Hardware and Computer Knowledge Society

There has been a lot of talk about LDAP since we decided to roll it out for central HACKS authentication.

LDAP stands for Lightweight Directory Access protocol. LDAP is a protocol for exchanging objects over a variety of links. LDAP does not specify how the information is stored. So, an LDAP server is just a computer that takes formatted text objects and presents them over a socket in an organized way.

The primary uses for LDAP are central authentication, online phone books, and cryptographic keyservers.

Examples of LDAP servers @ the University of Arizona include NetID (authentication server for many campus services including e-mail, WebReg, employee link, ...), UA Phonebook (ldap.arizona.edu; an online phonebook containing information about students, faculty and staff).

While the physical storae of the data is unregulated by the LDAP standards docs, the logical representation is tightly governed. Schema are defined that restrict and mandate what types of objects may/can exist in the directory.

When manually interacting with an LDAP compatible server, you use a file called an ldif. An ldif file defines an instance of an object and describes its place in the directory looks like this (a user object):

dn: cn=Shawn Nock,ou=members,dc=hacks,dc=arizona,dc=edu
givenName: Shawn
sn: nock
cn: Shawn Nock
uid: nock
objectClass: inetOrgPerson
objectClass: posixAccount
objectClass: top
mail: nock@hacks.arizona.edu
userPassword: deadbeef(password hash)deadbeef
shell:/usr/local/bin/bash
home: /home/nock

Description of terms (for an object of type posixUser):
cn= "Common Name" The name of the object instance
ou= "Organizational Unit" A container for objects
dn: "Distinguished Name" Describes where the object exists in the directory heirarchy. In the above example: Theobject named "Shawn Nock" exists in a container called "members" in the directory "dc=hacks,dc=arizona,dc=edu"
sn: "Surname" Last Name
givenName: First Name
objectClass: The object type. The above object inherits the requirements for a person (inetOrgPerson; allowing surname, givenname, mail), posix account (means the object get a uid [login name] userPassword [login password], login shell, home directory, etc.) and "top" a basic toplevel object which all objects inheirit (allows common name and distinguished name)

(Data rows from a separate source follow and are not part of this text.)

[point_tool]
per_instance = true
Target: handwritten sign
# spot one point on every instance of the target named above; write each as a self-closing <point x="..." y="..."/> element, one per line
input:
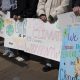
<point x="43" y="39"/>
<point x="70" y="55"/>
<point x="15" y="34"/>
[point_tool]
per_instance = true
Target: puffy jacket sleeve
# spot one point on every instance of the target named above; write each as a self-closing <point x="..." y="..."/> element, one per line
<point x="61" y="9"/>
<point x="41" y="7"/>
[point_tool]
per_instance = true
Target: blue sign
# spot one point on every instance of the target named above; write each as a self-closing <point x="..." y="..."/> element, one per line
<point x="70" y="55"/>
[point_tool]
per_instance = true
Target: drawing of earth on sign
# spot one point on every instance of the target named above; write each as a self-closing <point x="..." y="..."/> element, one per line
<point x="1" y="23"/>
<point x="9" y="30"/>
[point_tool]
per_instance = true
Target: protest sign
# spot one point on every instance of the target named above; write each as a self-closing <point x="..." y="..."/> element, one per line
<point x="43" y="39"/>
<point x="70" y="53"/>
<point x="15" y="34"/>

Once in the directory, HACKS uses a PAM (pluggable authentication module) to query the directory for a uid (login name) and compare the psasword for login to multiple machines. Assuming the password is correct, the server can pull all the relevant information (where the users home directory is , what shell they like, etc. and use it to customize their environment.

For example, the main web site uses uid and userPassword to authenticate a user and pulls in mail to allow the user to be contacted through a web form. given and surnames are used to mark a post by a user so others know who posted it.

More information about LDAP can be found from various sources on the internet. Try searching for OpenLDAP (the name of the LDAP server/client software HACKS uses).